« Qu’il y a-t-il de commun entre l’escalier, l’ascenseur, le tuyau et le rideau ? S'ils ne sont pas toujours pris pour des éléments essentiels de l’architecture et sont souvent assimilés à de simples équipements fonctionnels, ce sont pourtant des tuteurs, des prothèses qui facilitent et qui cadrent nos relations avec le monde extérieur. Les escaliers ne desservent pas seulement les étages, ils nous permettent de nous élever afin de voir les choses avec un certain recul, une certaine distance ; les ascenseurs ne nous évitent pas seulement la fatigue, ils nous libèrent pour un temps de la pesanteur. Les tuyaux, dont il ne faut pas sous-estimer la symbolique ombilicale, alimentent en fluides nos intérieurs afin qu’ils se définissent comme les milieux les plus favorables à notre développement. Quant aux rideaux, ne croyez surtout pas que l’on puisse les assimiler à des éléments de décoration ! Ils font partie intégrante de l’architecture et nous permettent de vivre à notre propre rythme, en mettant entre parenthèse la tyrannie des jours et des saisons. C’est ce que nous verrons cette année en recherchant dans l’histoire et dans la production récente des exemples d’édifices où ces éléments sont mis au premier plan pour nous accompagner vers notre accomplissement, tout en annonçant les prémisses d’un monde à venir... » - Richard Scoffier
COURS #03 : LE TUYAU
Mais pourquoi parler des conduits et des tuyaux, ces intrus, ces tard-venus de la construction ? Imposés par les connexions à l’eau courante et au tout-à-l’égout ainsi que par la ventilation mécanique, ils ont envahi brutalement l’espace dès le XIXe siècle en perçant les murs ou en dégringolant inopinément des toitures pour en évacuer les eaux pluviales. Pourtant ces agents de la barbarie fonctionnelle, que l’on cherche à cacher par tous les moyens, nous apportent une eau baptismale, recueillent maternellement nos déjections et permettent le renouvellement de l’air vicié par nos miasmes...

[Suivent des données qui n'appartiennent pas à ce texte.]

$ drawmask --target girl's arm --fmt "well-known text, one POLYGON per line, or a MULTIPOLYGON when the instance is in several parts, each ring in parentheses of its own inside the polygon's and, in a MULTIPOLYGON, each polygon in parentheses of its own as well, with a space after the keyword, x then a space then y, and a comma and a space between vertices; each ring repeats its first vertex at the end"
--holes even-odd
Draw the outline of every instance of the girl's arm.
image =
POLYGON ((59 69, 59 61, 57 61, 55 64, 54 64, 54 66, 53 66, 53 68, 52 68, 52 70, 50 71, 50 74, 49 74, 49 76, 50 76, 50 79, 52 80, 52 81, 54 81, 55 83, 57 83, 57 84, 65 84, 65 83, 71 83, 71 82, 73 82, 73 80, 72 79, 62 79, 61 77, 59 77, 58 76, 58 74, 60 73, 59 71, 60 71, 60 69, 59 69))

Les membres d’Archigram ont été parmi les premiers à dessiner avec soin les canalisations et les chemins de câbles reliant les habitacles aux mégastructures qu’ils projetaient pour le futur. Ils ont été suivis par les héros du high-tech, notamment Renzo Piano et Richard Rogers à Beaubourg qui ont su en anoblir définitivement le système d’aération. Une vision nouvelle propagée comme une trainée de poudre, comme en témoignent les conduits de ventilation horizontaux qui composent un improbable bas-relief pour couronner le Centre Culturel de Viana de Castello réalisé par Souto de Moura au Portugal. Comme si ce que l’on appelait « la tripaille » avec un profond mépris dans les agences d’architecture des années 1980 était devenu aujourd’hui la modénature indépassable de toute construction.